The designer told the FT’s Edwin Heathcote: “I’d been approached by British Rail [in 1968] to design a livery for a new train. It was a bloody ugly thing, it looked like a barrel with a port-hole at the front, but I’d learned never to say no to a commission.
“I’d done some bits and pieces for British Rail by then already – I had a bit of a track record. So, without permission, we started working on a new design, on what a train could be. We tested models in a wind tunnel (slipping the lab technicians at Imperial College a fiver) and we took along the new models, along with all the wind-tunnel information to British Rail.”
When Heathcote later asked Grange which of his designs he is most proud of, the designer said: “The train still takes some beating.
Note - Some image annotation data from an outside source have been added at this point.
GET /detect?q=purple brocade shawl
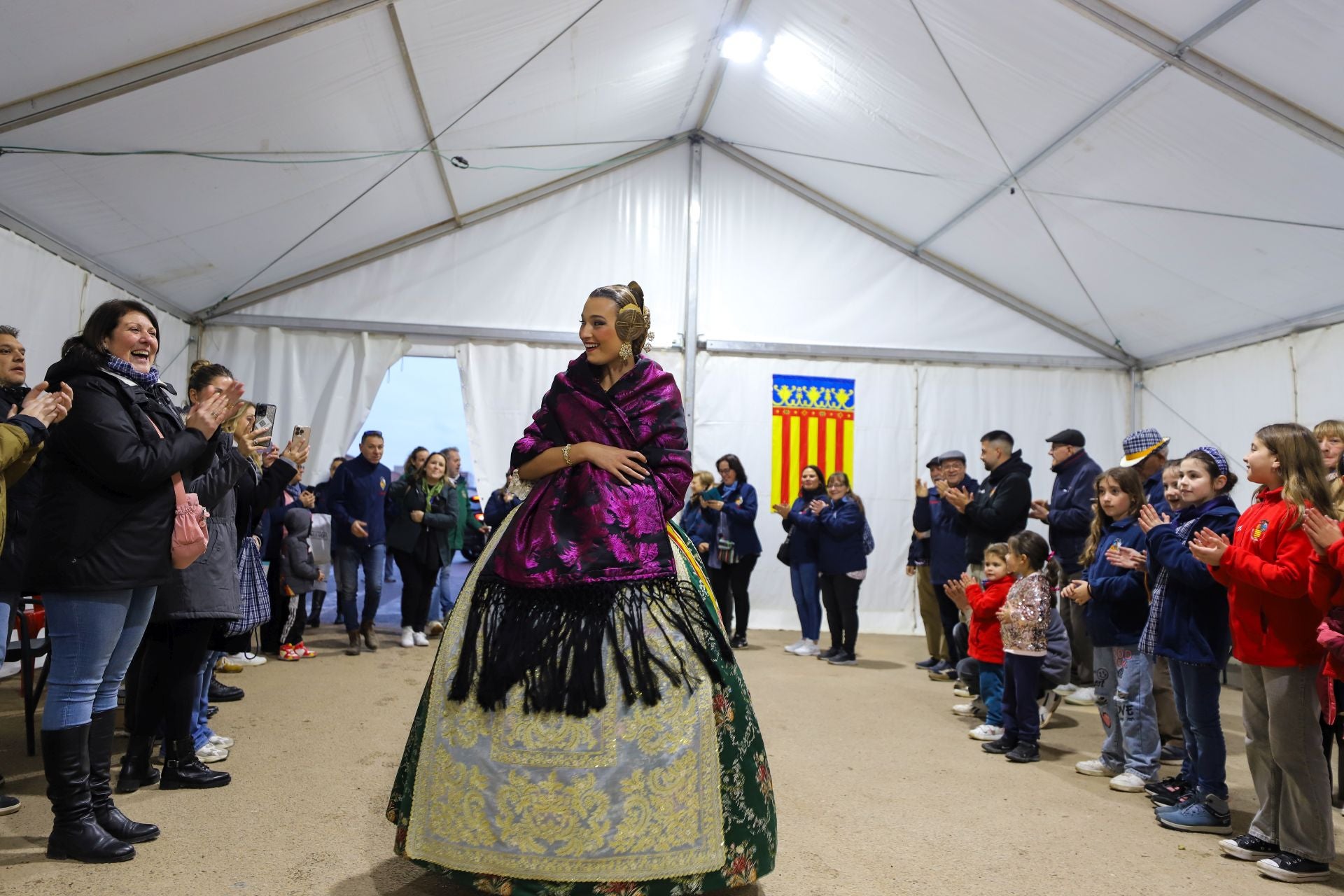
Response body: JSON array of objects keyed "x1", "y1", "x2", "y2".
[{"x1": 491, "y1": 356, "x2": 691, "y2": 589}]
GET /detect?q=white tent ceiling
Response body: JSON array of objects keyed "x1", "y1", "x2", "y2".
[{"x1": 0, "y1": 0, "x2": 1344, "y2": 364}]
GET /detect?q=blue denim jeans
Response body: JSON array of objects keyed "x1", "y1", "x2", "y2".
[
  {"x1": 980, "y1": 662, "x2": 1004, "y2": 727},
  {"x1": 789, "y1": 563, "x2": 821, "y2": 640},
  {"x1": 333, "y1": 544, "x2": 387, "y2": 631},
  {"x1": 428, "y1": 552, "x2": 457, "y2": 622},
  {"x1": 1168, "y1": 659, "x2": 1227, "y2": 799},
  {"x1": 42, "y1": 586, "x2": 159, "y2": 731},
  {"x1": 1093, "y1": 645, "x2": 1161, "y2": 780}
]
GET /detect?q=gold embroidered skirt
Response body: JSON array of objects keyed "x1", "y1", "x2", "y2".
[{"x1": 387, "y1": 523, "x2": 776, "y2": 896}]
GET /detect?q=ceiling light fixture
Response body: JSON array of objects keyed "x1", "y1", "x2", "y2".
[
  {"x1": 764, "y1": 34, "x2": 827, "y2": 97},
  {"x1": 719, "y1": 31, "x2": 761, "y2": 63}
]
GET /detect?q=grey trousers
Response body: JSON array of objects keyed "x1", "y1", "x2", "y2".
[
  {"x1": 1242, "y1": 664, "x2": 1335, "y2": 862},
  {"x1": 1059, "y1": 596, "x2": 1094, "y2": 688}
]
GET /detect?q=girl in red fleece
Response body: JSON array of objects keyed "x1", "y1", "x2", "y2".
[
  {"x1": 1189, "y1": 423, "x2": 1335, "y2": 883},
  {"x1": 945, "y1": 542, "x2": 1017, "y2": 740}
]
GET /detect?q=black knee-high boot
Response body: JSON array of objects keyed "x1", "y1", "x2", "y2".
[
  {"x1": 42, "y1": 724, "x2": 136, "y2": 862},
  {"x1": 89, "y1": 709, "x2": 159, "y2": 844}
]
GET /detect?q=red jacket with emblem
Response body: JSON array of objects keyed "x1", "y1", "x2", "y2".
[
  {"x1": 1210, "y1": 489, "x2": 1325, "y2": 668},
  {"x1": 966, "y1": 575, "x2": 1017, "y2": 664}
]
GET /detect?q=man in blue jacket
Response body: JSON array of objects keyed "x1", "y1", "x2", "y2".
[
  {"x1": 1031, "y1": 430, "x2": 1100, "y2": 705},
  {"x1": 914, "y1": 451, "x2": 980, "y2": 681},
  {"x1": 327, "y1": 430, "x2": 393, "y2": 657}
]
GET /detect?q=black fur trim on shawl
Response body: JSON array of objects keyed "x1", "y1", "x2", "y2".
[{"x1": 447, "y1": 578, "x2": 732, "y2": 718}]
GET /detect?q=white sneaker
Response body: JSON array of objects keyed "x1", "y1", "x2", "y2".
[
  {"x1": 1074, "y1": 759, "x2": 1118, "y2": 790},
  {"x1": 1110, "y1": 771, "x2": 1148, "y2": 794},
  {"x1": 196, "y1": 743, "x2": 228, "y2": 762}
]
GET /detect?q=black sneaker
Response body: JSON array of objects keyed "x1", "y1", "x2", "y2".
[
  {"x1": 1255, "y1": 853, "x2": 1331, "y2": 884},
  {"x1": 1218, "y1": 834, "x2": 1279, "y2": 862}
]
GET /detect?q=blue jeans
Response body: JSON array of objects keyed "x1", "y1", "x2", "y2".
[
  {"x1": 1167, "y1": 659, "x2": 1227, "y2": 799},
  {"x1": 1093, "y1": 645, "x2": 1161, "y2": 780},
  {"x1": 428, "y1": 552, "x2": 457, "y2": 622},
  {"x1": 333, "y1": 544, "x2": 387, "y2": 631},
  {"x1": 980, "y1": 662, "x2": 1005, "y2": 728},
  {"x1": 789, "y1": 563, "x2": 821, "y2": 640},
  {"x1": 42, "y1": 586, "x2": 159, "y2": 731}
]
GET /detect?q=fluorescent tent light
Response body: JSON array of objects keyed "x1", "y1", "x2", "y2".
[
  {"x1": 719, "y1": 31, "x2": 761, "y2": 63},
  {"x1": 764, "y1": 34, "x2": 827, "y2": 97}
]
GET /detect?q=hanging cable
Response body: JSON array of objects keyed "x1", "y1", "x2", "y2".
[{"x1": 207, "y1": 0, "x2": 602, "y2": 310}]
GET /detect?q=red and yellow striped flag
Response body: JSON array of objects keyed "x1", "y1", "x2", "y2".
[{"x1": 770, "y1": 373, "x2": 855, "y2": 504}]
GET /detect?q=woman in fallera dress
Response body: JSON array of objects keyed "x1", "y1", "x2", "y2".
[{"x1": 387, "y1": 284, "x2": 777, "y2": 896}]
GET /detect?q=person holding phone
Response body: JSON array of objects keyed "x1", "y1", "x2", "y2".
[{"x1": 328, "y1": 430, "x2": 393, "y2": 657}]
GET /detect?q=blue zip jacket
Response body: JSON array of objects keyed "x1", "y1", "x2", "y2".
[
  {"x1": 914, "y1": 475, "x2": 980, "y2": 589},
  {"x1": 794, "y1": 496, "x2": 868, "y2": 575},
  {"x1": 327, "y1": 456, "x2": 393, "y2": 551},
  {"x1": 1148, "y1": 496, "x2": 1240, "y2": 669},
  {"x1": 680, "y1": 496, "x2": 714, "y2": 556},
  {"x1": 1046, "y1": 451, "x2": 1100, "y2": 575},
  {"x1": 704, "y1": 482, "x2": 761, "y2": 557},
  {"x1": 783, "y1": 489, "x2": 827, "y2": 567},
  {"x1": 1084, "y1": 517, "x2": 1148, "y2": 648}
]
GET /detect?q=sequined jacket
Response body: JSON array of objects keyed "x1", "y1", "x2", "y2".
[{"x1": 1000, "y1": 573, "x2": 1050, "y2": 653}]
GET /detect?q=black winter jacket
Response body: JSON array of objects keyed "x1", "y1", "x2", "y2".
[{"x1": 25, "y1": 349, "x2": 212, "y2": 592}]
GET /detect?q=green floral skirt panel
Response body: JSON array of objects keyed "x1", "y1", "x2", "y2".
[{"x1": 387, "y1": 522, "x2": 777, "y2": 896}]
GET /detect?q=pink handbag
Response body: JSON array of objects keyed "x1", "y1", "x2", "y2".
[{"x1": 149, "y1": 418, "x2": 210, "y2": 570}]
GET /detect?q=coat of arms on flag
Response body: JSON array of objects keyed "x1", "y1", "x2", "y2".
[{"x1": 770, "y1": 373, "x2": 855, "y2": 504}]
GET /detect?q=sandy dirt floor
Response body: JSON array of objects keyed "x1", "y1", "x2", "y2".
[{"x1": 0, "y1": 624, "x2": 1344, "y2": 896}]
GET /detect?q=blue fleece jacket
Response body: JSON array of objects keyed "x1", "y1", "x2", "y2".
[
  {"x1": 794, "y1": 496, "x2": 868, "y2": 575},
  {"x1": 1046, "y1": 451, "x2": 1100, "y2": 575},
  {"x1": 327, "y1": 456, "x2": 393, "y2": 551},
  {"x1": 1148, "y1": 496, "x2": 1240, "y2": 668},
  {"x1": 783, "y1": 489, "x2": 828, "y2": 567},
  {"x1": 914, "y1": 475, "x2": 980, "y2": 584},
  {"x1": 1084, "y1": 517, "x2": 1148, "y2": 648}
]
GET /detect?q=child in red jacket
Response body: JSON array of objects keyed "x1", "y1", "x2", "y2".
[
  {"x1": 945, "y1": 544, "x2": 1017, "y2": 740},
  {"x1": 1189, "y1": 423, "x2": 1335, "y2": 883}
]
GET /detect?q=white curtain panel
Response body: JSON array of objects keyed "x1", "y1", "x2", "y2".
[{"x1": 203, "y1": 326, "x2": 410, "y2": 481}]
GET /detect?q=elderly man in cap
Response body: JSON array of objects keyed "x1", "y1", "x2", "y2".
[
  {"x1": 906, "y1": 456, "x2": 948, "y2": 669},
  {"x1": 1031, "y1": 430, "x2": 1100, "y2": 705},
  {"x1": 916, "y1": 451, "x2": 980, "y2": 681},
  {"x1": 1119, "y1": 427, "x2": 1172, "y2": 514}
]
There’s nothing like having to live with your designs and it sounds arrogant but there’s not much I would change about it today.”
However, in a 1996 interview for Design Week, Grange told Michael Evamy that he would be happy to see the Intercity 125 replaced.
The Conservative government at the time was in the middle of privatising British Rail, and Evamy pointed out that this would likely herald a drought of investment in rolling stock.
This in turn would see the Intercity 125 run “well into the 21st century”. Grange’s response was “That’s wrong, because it means there are a lot of other things not being renewed that ought to be.”
After four decades in service though, the Intercity 125 is now set to be replaced on the UK’s rail tracks.
Hitachi Rail Europe has developed the Hitachi Class 800 and Class 801 trains, which feature interiors by DCA Design International, which are set to come into service in 2018 and will, according to the company, be “one of the most advanced trains on the UK’s rail network”.
Virgin has already unveiled the livery and name for its Hitachi fleet, which will be called Virgin Azuma trains and will run on the East Coast Main Line.
And like Grange’s iconic design, the new trains will initially run at a top speed of 125mph.